Two conflicting views on the broad powers of the Martha’s Vineyard Commission to regulate development were aired in the weeklong civil trial which wrapped up on Tuesday in Dukes County superior court.
The case is an appeal of a vote by the MVC in 2020 to deny a large subdivision on the outskirts of Edgartown called Meeting House Place. The final version of the plan called for 28 market rate homes and 14 townhouses to be built on the 54-acre property.
“It’s nondescript land surrounded by 400 houses . . . this is where housing ought to go on Martha’s Vineyard,” said Edward T. Dangel, the attorney representing the developers during his opening statement at the outset of the trial last week. “They met all the environmental policies of the Martha’s Vineyard Commission, in fact they crushed them.”
But Johanna Schneider, attorney for the MVC, said the commission was doing its job when it denied the project. Created in 1974 by a special act of the legislature, the commission is charged with protect the Island’s unique environment from overdevelopment. That broad — and consequential — job requires wide authority in determining whether projects are suitable for the Island, Ms. Schneider said. Broad interpretive power also means sometimes going beyond written guidelines.
“The commission’s very reason for being is that the legislature determined that market demand for development did not adequately protect the unique built and natural environment of the Island,” she said during her opening statement.
The Hon. Paul D. Wilson, an associate justice of the superior court, presided over the bench trial, which ran for seven days.
The definition of Island character was a theme throughout the trial, as witnesses for both sides scrutinized various details of the plan, including density, open space and the affordable housing component.
The developers are a group called Meeting House Place LLC, based in Utah and Boston. They paid $6.6 million for the undeveloped land in 2017.
MVC review of the project as a development of regional impact (DRI) took place over nearly two years, with the developers presenting numerous revisions along the way. The revisions were a theme in the trial.
Mr. Dangel spent five days calling 14 witnesses. Testimony ranged from environmental experts to people who worked on the project to commission executive director Adam Turner. Plaintiffs’ attorneys focused on open space, wastewater mitigation, renewable energy and affordable housing to bolster their position that that the benefits of the project outweighed the detriments.

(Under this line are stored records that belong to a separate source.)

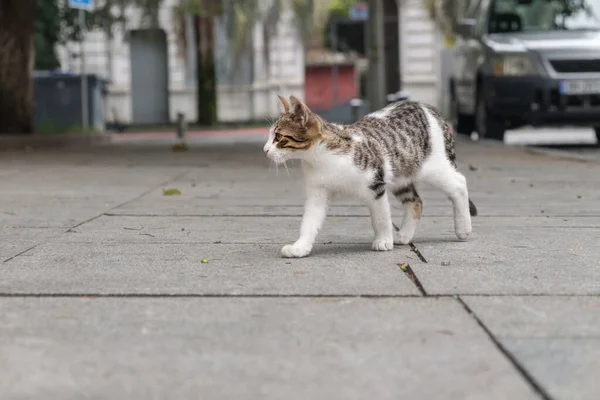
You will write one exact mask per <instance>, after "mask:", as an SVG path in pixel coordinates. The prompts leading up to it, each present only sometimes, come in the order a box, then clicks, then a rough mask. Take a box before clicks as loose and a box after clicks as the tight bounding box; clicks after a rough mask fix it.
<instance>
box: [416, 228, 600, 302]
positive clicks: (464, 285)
mask: <svg viewBox="0 0 600 400" xmlns="http://www.w3.org/2000/svg"><path fill="white" fill-rule="evenodd" d="M439 219H440V220H441V218H439ZM423 225H426V224H423ZM439 225H440V226H441V229H440V230H439V231H438V232H432V231H431V230H429V231H428V232H427V236H425V234H424V233H421V234H419V235H418V237H417V238H416V239H415V243H416V244H417V246H418V247H419V250H420V251H421V253H422V254H423V255H424V257H425V258H426V259H427V261H428V263H427V264H423V263H417V264H414V265H412V267H413V270H414V272H415V273H416V274H417V276H418V278H419V279H420V281H421V283H422V284H423V286H424V288H425V290H426V292H427V293H428V294H431V295H450V294H484V295H489V294H511V295H517V294H554V295H568V294H584V295H588V294H600V257H599V253H598V250H597V246H598V245H597V244H598V243H599V241H600V233H599V232H600V230H599V229H598V227H599V226H600V220H599V219H598V218H587V219H584V218H532V219H525V218H497V219H494V218H475V219H473V234H472V237H471V238H469V240H468V241H467V242H456V241H452V240H449V238H451V236H449V235H450V232H451V231H450V232H449V231H448V230H449V228H450V229H452V228H451V227H452V222H451V221H446V222H444V223H441V224H439ZM445 230H446V231H445ZM446 263H450V265H446Z"/></svg>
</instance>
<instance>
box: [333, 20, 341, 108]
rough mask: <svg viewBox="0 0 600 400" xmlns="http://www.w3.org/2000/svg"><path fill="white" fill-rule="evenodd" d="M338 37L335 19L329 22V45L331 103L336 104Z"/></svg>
mask: <svg viewBox="0 0 600 400" xmlns="http://www.w3.org/2000/svg"><path fill="white" fill-rule="evenodd" d="M337 39H338V37H337V21H335V20H334V21H332V22H331V47H332V48H333V65H332V73H333V77H332V78H333V105H334V106H337V102H338V86H339V75H340V73H339V67H338V63H337V57H336V56H337V46H338V40H337Z"/></svg>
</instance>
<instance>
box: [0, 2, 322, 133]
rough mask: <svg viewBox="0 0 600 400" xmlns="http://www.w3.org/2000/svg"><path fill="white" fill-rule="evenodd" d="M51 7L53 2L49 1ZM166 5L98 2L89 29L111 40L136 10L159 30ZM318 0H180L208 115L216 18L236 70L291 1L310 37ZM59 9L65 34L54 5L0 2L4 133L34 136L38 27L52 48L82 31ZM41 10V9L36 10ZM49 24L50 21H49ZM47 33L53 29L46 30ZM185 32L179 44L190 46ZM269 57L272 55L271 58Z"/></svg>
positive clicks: (205, 116) (269, 34)
mask: <svg viewBox="0 0 600 400" xmlns="http://www.w3.org/2000/svg"><path fill="white" fill-rule="evenodd" d="M48 1H49V2H52V1H53V0H48ZM162 1H163V0H104V1H102V0H97V1H96V3H98V4H97V6H96V9H95V10H94V11H93V12H90V13H86V24H87V27H88V29H93V28H98V27H100V28H102V29H103V30H104V31H105V32H106V33H107V35H108V36H109V37H112V27H113V26H114V25H115V24H127V19H126V9H127V7H130V6H134V7H137V8H139V9H141V10H142V12H143V18H142V24H143V25H146V26H150V27H152V26H153V27H158V25H159V23H158V22H159V21H158V11H159V9H160V6H161V3H162ZM313 1H314V0H264V1H263V0H181V3H180V4H179V5H178V7H177V9H176V10H174V11H175V13H174V14H177V10H179V15H180V17H181V16H184V15H186V14H187V15H189V14H192V15H194V16H195V17H196V23H195V25H196V34H198V35H200V40H199V49H198V50H199V57H198V61H199V68H198V72H199V75H198V80H199V85H198V88H199V94H200V95H202V96H203V100H202V102H203V104H204V105H205V107H203V110H205V109H211V105H210V102H209V104H207V102H206V100H205V99H206V96H208V97H209V98H210V99H212V104H213V106H212V108H213V110H214V97H215V95H216V90H215V80H214V63H215V60H214V58H213V56H212V48H213V45H212V35H211V34H210V32H211V31H212V27H211V24H212V20H213V18H214V17H215V16H218V15H223V14H225V15H226V16H227V18H224V21H225V24H226V32H227V36H228V40H229V41H230V43H231V45H230V46H229V50H230V55H229V56H230V58H231V59H232V60H233V62H232V65H233V66H234V69H235V67H236V66H238V65H239V63H237V62H236V61H237V60H239V59H240V58H241V57H242V56H243V55H244V54H245V52H247V51H248V50H249V46H247V44H248V40H249V39H250V38H252V37H253V32H254V28H255V27H256V26H257V24H261V25H262V26H263V28H264V32H265V35H264V37H265V43H266V44H267V45H268V41H269V40H270V38H271V37H272V35H273V34H274V33H275V30H274V29H273V27H275V26H276V25H277V22H278V21H279V17H280V15H281V14H280V10H281V9H282V7H283V5H284V3H286V2H289V4H290V6H291V8H292V10H293V11H294V15H295V16H296V18H295V20H296V23H297V29H298V32H299V34H300V35H301V36H302V37H303V38H307V37H308V34H309V33H310V21H311V18H310V17H311V15H312V14H311V12H312V11H311V10H312V8H313ZM55 2H56V3H55V4H57V5H58V10H59V11H60V12H59V15H61V17H60V20H59V25H60V29H59V32H58V34H56V33H55V31H54V30H55V28H56V19H55V18H56V9H55V8H53V7H52V6H51V5H46V6H47V7H41V6H39V3H43V2H42V1H39V2H36V0H0V134H2V133H17V134H28V133H32V132H33V123H32V116H33V94H32V91H33V85H32V71H33V65H34V48H35V46H34V37H35V35H34V25H35V23H36V21H37V22H38V23H39V22H40V21H42V23H41V24H38V32H40V35H41V36H40V35H38V37H37V39H38V41H40V42H43V43H45V44H44V45H45V46H53V44H56V43H57V42H60V41H65V40H67V39H73V38H76V37H77V36H78V34H79V30H78V27H77V25H76V24H74V23H73V21H74V18H73V17H74V15H75V14H74V11H73V10H69V9H68V7H67V4H66V3H67V0H55ZM36 5H38V6H39V7H36ZM38 9H41V11H42V12H44V19H43V20H38V19H36V11H38ZM48 18H49V19H50V21H49V20H48ZM46 29H48V30H46ZM184 35H185V33H184V30H182V33H181V34H180V41H185V40H186V38H185V37H184ZM40 56H41V57H44V58H43V63H42V62H40V65H43V66H45V67H51V66H52V65H54V63H55V56H54V55H53V52H51V51H46V52H45V53H41V54H40ZM267 56H268V54H267ZM211 115H212V116H214V111H211V112H210V113H209V114H206V115H202V114H201V118H202V119H203V122H206V121H209V122H210V121H211V120H212V119H214V118H213V117H212V116H211Z"/></svg>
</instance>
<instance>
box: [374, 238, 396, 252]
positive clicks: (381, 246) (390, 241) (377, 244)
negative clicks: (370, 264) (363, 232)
mask: <svg viewBox="0 0 600 400" xmlns="http://www.w3.org/2000/svg"><path fill="white" fill-rule="evenodd" d="M393 248H394V240H393V239H375V240H374V241H373V246H372V249H373V250H375V251H390V250H392V249H393Z"/></svg>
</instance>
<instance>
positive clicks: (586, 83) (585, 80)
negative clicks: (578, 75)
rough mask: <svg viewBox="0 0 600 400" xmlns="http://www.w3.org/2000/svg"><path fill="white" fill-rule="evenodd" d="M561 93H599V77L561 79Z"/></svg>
mask: <svg viewBox="0 0 600 400" xmlns="http://www.w3.org/2000/svg"><path fill="white" fill-rule="evenodd" d="M559 90H560V93H561V94H567V95H568V94H600V79H596V80H592V79H578V80H575V79H573V80H568V81H561V82H560V85H559Z"/></svg>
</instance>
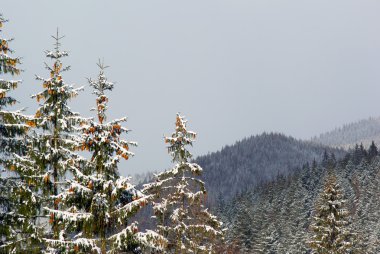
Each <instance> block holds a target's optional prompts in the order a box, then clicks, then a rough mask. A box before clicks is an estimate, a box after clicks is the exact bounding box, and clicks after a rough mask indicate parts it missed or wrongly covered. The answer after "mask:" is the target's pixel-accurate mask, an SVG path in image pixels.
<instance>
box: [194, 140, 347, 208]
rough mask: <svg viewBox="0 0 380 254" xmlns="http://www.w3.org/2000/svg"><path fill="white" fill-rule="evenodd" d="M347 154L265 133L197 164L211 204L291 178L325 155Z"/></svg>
mask: <svg viewBox="0 0 380 254" xmlns="http://www.w3.org/2000/svg"><path fill="white" fill-rule="evenodd" d="M325 151H327V153H331V152H334V153H335V154H336V155H337V156H338V157H340V156H342V155H343V154H344V152H343V151H341V150H337V149H332V148H328V147H325V146H322V145H318V144H314V143H311V142H306V141H301V140H297V139H294V138H292V137H288V136H285V135H283V134H278V133H264V134H261V135H256V136H252V137H249V138H245V139H243V140H241V141H239V142H237V143H236V144H234V145H231V146H226V147H224V148H223V149H222V150H221V151H218V152H215V153H211V154H208V155H204V156H200V157H198V158H197V159H196V160H195V161H196V162H197V163H198V164H199V165H201V166H202V167H203V168H205V169H207V170H206V171H205V173H204V181H205V182H206V183H207V188H208V189H209V190H210V197H209V198H210V201H213V200H214V199H215V198H216V196H215V195H218V196H221V197H222V198H223V199H225V200H228V199H229V198H231V197H233V196H234V195H235V194H236V193H239V192H242V191H245V190H247V189H252V188H253V187H255V186H256V185H258V184H260V183H263V182H268V181H270V180H273V179H274V178H276V177H277V176H279V175H282V176H287V175H289V174H291V173H293V172H294V170H295V169H296V168H298V167H301V166H302V165H304V164H305V163H307V162H311V161H313V160H314V159H315V160H316V161H320V160H321V159H322V158H323V154H324V152H325Z"/></svg>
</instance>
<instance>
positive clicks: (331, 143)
mask: <svg viewBox="0 0 380 254" xmlns="http://www.w3.org/2000/svg"><path fill="white" fill-rule="evenodd" d="M372 141H375V143H376V144H380V117H377V118H369V119H365V120H361V121H358V122H354V123H350V124H346V125H344V126H342V127H340V128H336V129H334V130H332V131H329V132H326V133H323V134H321V135H320V136H319V137H314V138H312V142H315V143H319V144H323V145H327V146H331V147H340V148H345V149H349V148H353V147H354V146H355V144H360V143H363V145H364V147H368V146H369V145H370V144H371V142H372Z"/></svg>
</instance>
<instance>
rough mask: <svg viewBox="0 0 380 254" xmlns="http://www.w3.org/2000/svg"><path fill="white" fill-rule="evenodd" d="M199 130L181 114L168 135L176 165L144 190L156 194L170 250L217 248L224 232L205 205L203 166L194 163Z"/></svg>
mask: <svg viewBox="0 0 380 254" xmlns="http://www.w3.org/2000/svg"><path fill="white" fill-rule="evenodd" d="M195 137H196V134H195V133H194V132H192V131H188V130H187V127H186V121H185V120H184V118H183V117H182V116H181V115H180V114H177V118H176V129H175V132H174V133H173V134H172V135H171V137H166V138H165V143H167V144H169V146H168V151H169V153H170V154H171V155H172V157H173V162H174V163H176V165H175V166H174V167H173V168H172V169H170V170H167V171H165V172H162V173H160V174H158V175H157V176H156V182H154V183H150V184H146V185H145V188H144V191H145V192H146V193H149V194H154V195H155V199H154V201H153V210H154V213H155V216H156V218H157V223H158V226H157V227H158V229H157V231H158V233H159V234H161V235H163V236H164V237H165V238H166V239H167V240H168V249H167V252H168V253H210V252H215V246H216V242H217V241H219V240H220V239H221V238H222V236H223V232H222V230H221V222H219V221H218V219H217V218H216V216H214V215H212V214H211V213H209V212H208V210H207V209H205V208H204V206H203V204H202V202H203V201H204V199H205V198H206V189H205V186H204V182H203V181H201V180H200V179H199V178H198V177H197V176H199V175H200V174H201V173H202V168H201V167H200V166H199V165H198V164H195V163H191V162H190V159H191V157H192V155H191V153H190V152H189V151H188V150H187V148H186V146H188V145H192V143H193V142H194V139H195Z"/></svg>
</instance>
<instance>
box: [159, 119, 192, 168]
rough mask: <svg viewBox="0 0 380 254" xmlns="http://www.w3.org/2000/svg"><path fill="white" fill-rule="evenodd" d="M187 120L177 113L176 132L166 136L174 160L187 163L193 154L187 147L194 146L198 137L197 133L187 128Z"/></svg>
mask: <svg viewBox="0 0 380 254" xmlns="http://www.w3.org/2000/svg"><path fill="white" fill-rule="evenodd" d="M186 123H187V121H186V120H185V119H184V117H182V116H181V115H180V113H177V118H176V123H175V126H176V128H175V132H173V134H172V135H171V137H165V143H169V146H168V152H169V153H170V154H171V156H172V157H173V162H178V163H180V164H181V163H186V162H188V161H189V160H190V159H191V157H192V154H191V153H190V152H189V151H188V150H187V149H186V146H187V145H190V146H192V145H193V142H194V140H195V137H196V133H195V132H193V131H188V130H187V128H186Z"/></svg>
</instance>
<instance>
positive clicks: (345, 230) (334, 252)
mask: <svg viewBox="0 0 380 254" xmlns="http://www.w3.org/2000/svg"><path fill="white" fill-rule="evenodd" d="M345 202H346V201H345V200H344V199H343V194H342V192H341V188H340V186H339V184H338V183H337V180H336V177H335V175H334V173H332V172H330V173H329V175H328V178H327V181H326V184H325V188H324V191H323V193H322V194H321V197H320V200H319V201H318V203H317V207H316V214H315V216H314V222H313V223H312V225H311V229H312V230H313V231H314V235H313V237H312V240H311V241H310V247H311V248H312V249H313V253H318V254H325V253H326V254H327V253H329V254H330V253H331V254H332V253H336V254H338V253H349V251H350V249H351V247H352V245H353V243H352V238H351V234H350V232H349V227H348V223H349V222H348V217H349V213H348V211H347V210H346V209H345Z"/></svg>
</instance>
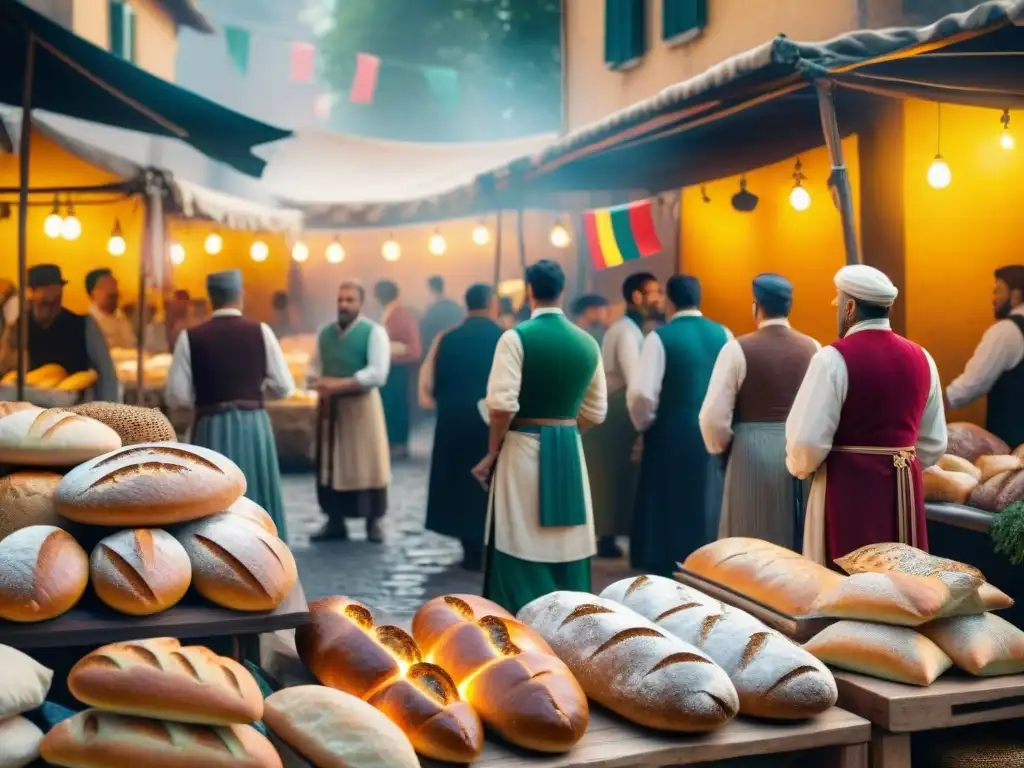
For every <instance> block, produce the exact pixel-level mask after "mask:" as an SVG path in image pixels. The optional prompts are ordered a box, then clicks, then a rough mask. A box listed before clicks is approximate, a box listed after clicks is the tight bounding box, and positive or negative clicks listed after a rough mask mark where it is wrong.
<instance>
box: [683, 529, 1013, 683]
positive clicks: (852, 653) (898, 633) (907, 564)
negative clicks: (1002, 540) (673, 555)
mask: <svg viewBox="0 0 1024 768" xmlns="http://www.w3.org/2000/svg"><path fill="white" fill-rule="evenodd" d="M836 564H837V565H839V566H840V567H841V568H842V569H843V570H844V571H846V572H847V573H848V574H849V575H843V574H841V573H837V572H835V571H831V570H828V569H827V568H825V567H823V566H821V565H818V564H816V563H814V562H811V561H810V560H807V559H806V558H804V557H803V556H801V555H798V554H797V553H795V552H791V551H790V550H785V549H782V548H780V547H776V546H775V545H773V544H769V543H768V542H762V541H760V540H756V539H740V538H736V539H723V540H720V541H718V542H715V543H713V544H709V545H707V546H706V547H702V548H701V549H699V550H697V551H696V552H694V553H693V554H692V555H691V556H690V557H689V558H687V560H686V562H685V563H683V567H684V568H685V569H686V570H687V571H690V572H693V573H696V574H697V575H700V577H701V578H703V579H707V580H709V581H711V582H714V583H717V584H721V585H722V586H724V587H727V588H728V589H731V590H733V591H735V592H737V593H739V594H741V595H745V596H746V597H750V598H752V599H754V600H756V601H758V602H760V603H762V604H764V605H766V606H767V607H769V608H772V609H774V610H776V611H778V612H780V613H783V614H786V615H791V616H805V617H811V616H813V617H823V618H834V620H838V621H837V622H836V623H834V624H831V625H829V626H828V627H826V628H825V629H824V630H822V631H821V632H820V633H818V634H817V635H816V636H815V637H813V638H811V640H810V641H808V642H807V643H806V644H805V645H804V648H805V650H807V651H809V652H810V653H812V654H814V655H815V656H817V658H819V659H820V660H822V662H824V663H825V664H827V665H829V666H831V667H837V668H839V669H843V670H848V671H850V672H859V673H862V674H865V675H870V676H873V677H879V678H883V679H886V680H892V681H895V682H900V683H908V684H912V685H930V684H931V683H932V682H934V681H935V679H936V678H938V677H939V675H941V674H942V673H944V672H945V671H946V670H948V669H950V668H951V667H953V666H954V665H955V666H956V667H957V668H959V669H961V670H963V671H965V672H967V673H969V674H972V675H978V676H994V675H1012V674H1018V673H1021V672H1024V632H1021V630H1019V629H1018V628H1016V627H1014V626H1013V625H1011V624H1010V623H1009V622H1007V621H1005V620H1004V618H1000V617H999V616H997V615H995V614H994V613H992V612H991V611H993V610H999V609H1002V608H1008V607H1010V606H1012V605H1013V600H1012V599H1011V598H1010V597H1009V596H1008V595H1007V594H1006V593H1004V592H1001V591H1000V590H998V589H996V588H995V587H993V586H992V585H991V584H988V583H987V582H986V581H985V578H984V575H983V574H982V573H981V572H980V571H979V570H978V569H977V568H975V567H973V566H971V565H967V564H965V563H961V562H956V561H953V560H948V559H945V558H942V557H936V556H934V555H929V554H928V553H926V552H923V551H921V550H919V549H915V548H913V547H910V546H907V545H905V544H879V545H871V546H868V547H863V548H861V549H859V550H857V551H856V552H852V553H850V554H849V555H846V556H845V557H842V558H840V559H838V560H837V561H836Z"/></svg>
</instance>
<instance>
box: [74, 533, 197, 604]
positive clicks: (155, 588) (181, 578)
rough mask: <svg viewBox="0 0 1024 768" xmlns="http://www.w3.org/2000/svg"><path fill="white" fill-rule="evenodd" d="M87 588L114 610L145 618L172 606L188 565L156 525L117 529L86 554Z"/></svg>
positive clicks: (172, 544) (187, 585)
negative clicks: (113, 532)
mask: <svg viewBox="0 0 1024 768" xmlns="http://www.w3.org/2000/svg"><path fill="white" fill-rule="evenodd" d="M89 579H90V582H91V583H92V589H93V591H94V592H95V593H96V595H97V596H98V597H99V599H100V600H102V601H103V602H104V603H106V604H108V605H110V606H111V607H112V608H114V609H115V610H120V611H121V612H122V613H128V614H130V615H135V616H146V615H150V614H152V613H159V612H160V611H162V610H167V609H168V608H170V607H172V606H174V605H177V603H178V601H179V600H180V599H181V598H182V597H184V596H185V592H187V591H188V585H189V584H191V563H190V562H189V561H188V554H187V553H186V552H185V550H184V547H182V546H181V545H180V544H179V543H178V541H177V540H176V539H175V538H174V537H173V536H171V535H170V534H168V532H167V531H166V530H161V529H160V528H135V529H134V530H131V529H128V530H119V531H118V532H117V534H114V535H112V536H109V537H106V538H105V539H103V540H102V541H101V542H99V544H97V545H96V547H95V549H93V550H92V554H91V555H90V556H89Z"/></svg>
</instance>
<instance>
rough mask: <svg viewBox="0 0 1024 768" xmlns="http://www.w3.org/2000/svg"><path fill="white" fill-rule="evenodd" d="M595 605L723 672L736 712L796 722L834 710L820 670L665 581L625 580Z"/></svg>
mask: <svg viewBox="0 0 1024 768" xmlns="http://www.w3.org/2000/svg"><path fill="white" fill-rule="evenodd" d="M601 597H603V598H606V599H608V600H613V601H614V602H616V603H622V604H623V605H625V606H626V607H627V608H631V609H633V610H635V611H636V612H637V613H639V614H640V615H642V616H643V617H644V618H647V620H648V621H651V622H653V623H654V624H656V625H657V626H658V627H660V628H662V629H664V630H666V631H667V632H670V633H671V634H673V635H675V636H676V637H678V638H681V639H683V640H685V641H686V642H688V643H690V644H692V645H695V646H696V647H697V648H699V649H700V650H702V651H705V652H706V653H707V654H708V655H709V656H710V657H711V659H712V660H713V662H715V664H717V665H718V666H719V667H721V668H722V669H724V670H725V671H726V673H728V675H729V679H730V680H732V684H733V685H734V686H736V693H737V694H739V712H740V713H741V714H743V715H750V716H753V717H763V718H771V719H773V720H798V719H802V718H808V717H812V716H814V715H818V714H820V713H821V712H824V711H825V710H827V709H828V708H830V707H833V706H834V705H835V703H836V699H837V698H838V696H839V691H838V690H837V689H836V680H835V678H834V677H833V675H831V673H830V672H829V671H828V668H826V667H825V666H824V665H823V664H821V663H820V662H819V660H818V659H817V658H815V657H814V656H812V655H811V654H810V653H808V652H807V651H806V650H804V649H803V648H801V647H800V646H799V645H796V644H795V643H793V642H792V641H791V640H790V639H788V638H786V637H784V636H783V635H781V634H780V633H778V632H776V631H774V630H772V629H769V628H768V627H766V626H765V625H764V624H762V623H761V622H759V621H758V620H757V618H755V617H754V616H752V615H750V614H749V613H746V612H744V611H742V610H739V609H738V608H733V607H730V606H728V605H725V604H723V603H720V602H719V601H718V600H715V599H713V598H711V597H709V596H708V595H706V594H703V593H702V592H699V591H697V590H695V589H691V588H690V587H684V586H683V585H681V584H679V583H678V582H674V581H672V580H671V579H664V578H663V577H656V575H642V577H637V578H636V579H624V580H623V581H621V582H616V583H615V584H613V585H611V586H610V587H608V588H607V589H606V590H604V592H602V593H601Z"/></svg>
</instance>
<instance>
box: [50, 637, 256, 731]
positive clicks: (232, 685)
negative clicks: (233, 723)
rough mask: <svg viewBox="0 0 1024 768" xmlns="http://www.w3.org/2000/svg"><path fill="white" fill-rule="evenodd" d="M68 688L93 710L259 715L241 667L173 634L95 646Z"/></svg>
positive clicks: (82, 658) (241, 714) (162, 713)
mask: <svg viewBox="0 0 1024 768" xmlns="http://www.w3.org/2000/svg"><path fill="white" fill-rule="evenodd" d="M68 689H69V690H70V691H71V692H72V695H74V696H75V698H77V699H78V700H79V701H81V702H82V703H84V705H87V706H89V707H93V708H95V709H97V710H103V711H106V712H117V713H119V714H122V715H137V716H138V717H147V718H156V719H158V720H159V719H166V720H173V721H175V722H179V723H197V724H200V725H229V724H231V723H239V724H244V723H251V722H253V721H256V720H259V719H260V718H262V717H263V695H262V693H261V692H260V689H259V686H258V685H257V684H256V681H255V680H254V679H253V676H252V675H251V674H250V673H249V671H248V670H246V668H245V667H243V666H242V665H240V664H239V663H238V662H234V660H232V659H230V658H225V657H224V656H218V655H217V654H216V653H214V652H213V651H212V650H210V649H209V648H204V647H202V646H199V645H195V646H187V647H182V646H181V643H180V642H178V641H177V640H175V639H174V638H155V639H153V640H136V641H134V642H127V643H114V644H112V645H104V646H103V647H102V648H97V649H96V650H94V651H92V652H91V653H89V654H87V655H86V656H83V657H82V659H81V660H79V663H78V664H76V665H75V667H74V668H73V669H72V671H71V672H70V673H69V674H68Z"/></svg>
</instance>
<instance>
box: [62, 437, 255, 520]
mask: <svg viewBox="0 0 1024 768" xmlns="http://www.w3.org/2000/svg"><path fill="white" fill-rule="evenodd" d="M119 439H120V438H119ZM245 490H246V478H245V475H243V474H242V470H241V469H239V468H238V466H237V465H236V464H234V462H232V461H231V460H230V459H228V458H227V457H225V456H221V455H220V454H218V453H217V452H215V451H209V450H207V449H204V447H200V446H198V445H185V444H183V443H180V442H146V443H140V444H138V445H129V446H128V447H123V449H120V450H119V451H115V452H113V453H110V454H106V455H105V456H100V457H98V458H96V459H93V460H92V461H88V462H85V463H84V464H82V465H81V466H78V467H75V469H73V470H72V471H71V472H69V473H68V474H66V475H65V477H63V480H61V481H60V486H59V487H58V488H57V495H56V501H57V511H58V512H59V513H60V514H61V515H62V516H63V517H67V518H68V519H70V520H75V521H76V522H83V523H87V524H90V525H117V526H119V527H125V526H130V525H165V524H170V523H176V522H184V521H186V520H195V519H197V518H199V517H206V516H207V515H212V514H214V513H215V512H220V511H221V510H224V509H227V507H229V506H230V505H231V504H233V503H234V502H236V501H237V500H238V498H239V497H240V496H242V495H243V494H244V493H245Z"/></svg>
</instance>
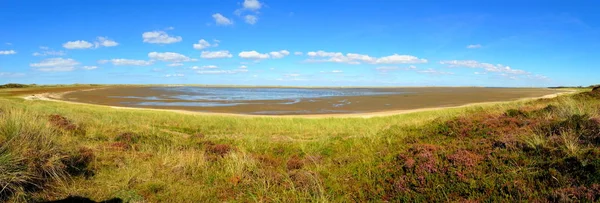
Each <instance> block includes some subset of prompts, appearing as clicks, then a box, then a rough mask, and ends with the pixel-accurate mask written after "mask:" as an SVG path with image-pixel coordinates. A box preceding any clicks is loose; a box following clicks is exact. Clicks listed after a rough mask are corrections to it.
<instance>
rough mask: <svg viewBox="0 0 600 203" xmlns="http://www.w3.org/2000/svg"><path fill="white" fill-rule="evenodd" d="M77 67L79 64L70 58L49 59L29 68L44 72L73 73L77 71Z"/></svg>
mask: <svg viewBox="0 0 600 203" xmlns="http://www.w3.org/2000/svg"><path fill="white" fill-rule="evenodd" d="M77 65H79V62H77V61H75V60H74V59H70V58H67V59H63V58H49V59H44V60H42V61H40V62H39V63H32V64H29V66H31V67H33V68H36V70H38V71H44V72H60V71H72V70H75V66H77Z"/></svg>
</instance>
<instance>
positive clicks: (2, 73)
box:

“We requested time to continue to go back to address commissioner concerns,” said Doug Hoehn, an Island civil engineer who worked on the project. “We were trying to add as many benefits to the project as we could.”
Three of the developers — David Blatt, Edward Champy and Doug Anderson — were present throughout the trial and all took the stand. Each testified to a different part of the plan, but their conclusions were the same: at some point in the review process they felt the project was bound to fail. Resolving one problem meant creating another for the commission, they said.
“It just became apparent to me we were stuck in an infinite loop and it would never get approved,” Mr. Anderson said. “We just had more and more items accumulate it seemed.”
The commission denied the project in part because it found it out of character with the surrounding area. Island architect Patrick Ahearn took issue with that characterization in witness testimony for the plaintiff, saying there is no such thing as a single Island character.
“This concept that there’s an Island character is a misnomer,” Mr. Ahearn said. “I believe with the design criteria . . . and numerous changes [to the plan] . . . if houses were to be built on that site, they could be characteristic of a variety of designs that would be Island appropriate.”
By contrast John Abrams, a West Tisbury builder and designer who was a witness for the commission, said the project was too dense and out of scale.
“We’ve never seen anything like it before . . . the development area of each parcel is very large and that will preclude much buffering,” Mr. Abrams said. “What it really has is development potential,” he also said.
Craig Richardson, a North Carolina
land-use expert and witness for the commission, agreed with Mr. Abrams. The market rate homes in the project would be twice the average size of homes in the area, he said. The size of the homes as well as the potential loss of native vegetation led Mr. Richardson to conclude the Meeting House proposal did not fit the character of the surrounding area.
“I just think the scale is too great,” Mr. Richardson said.
Mr. Dangel, an attorney based in Edgartown and Boston, was joined in the case by his co-counsel Kathleen Heyer, an associate at the Boston law firm Pierce Atwood. Ms. Schneider’s co-counsel was Pat Moore; both are partners at Hemenway & Barnes in Boston.
Briefs and transcripts will be prepared over the summer, and a decision in the case is not expected until later in the year.
Throughout the trial, Judge Wilson, who has extensive experience in land-use law, indicated his keen interest in the issues in the case.
“I went through three pens taking notes,” the judge told attorneys Tuesday after witness testimony had concluded and both sides were discussing the next steps in the process.
“This has been a very well tried case,” Judge Wilson said. “It’s been a pleasure being in front of the four of you.”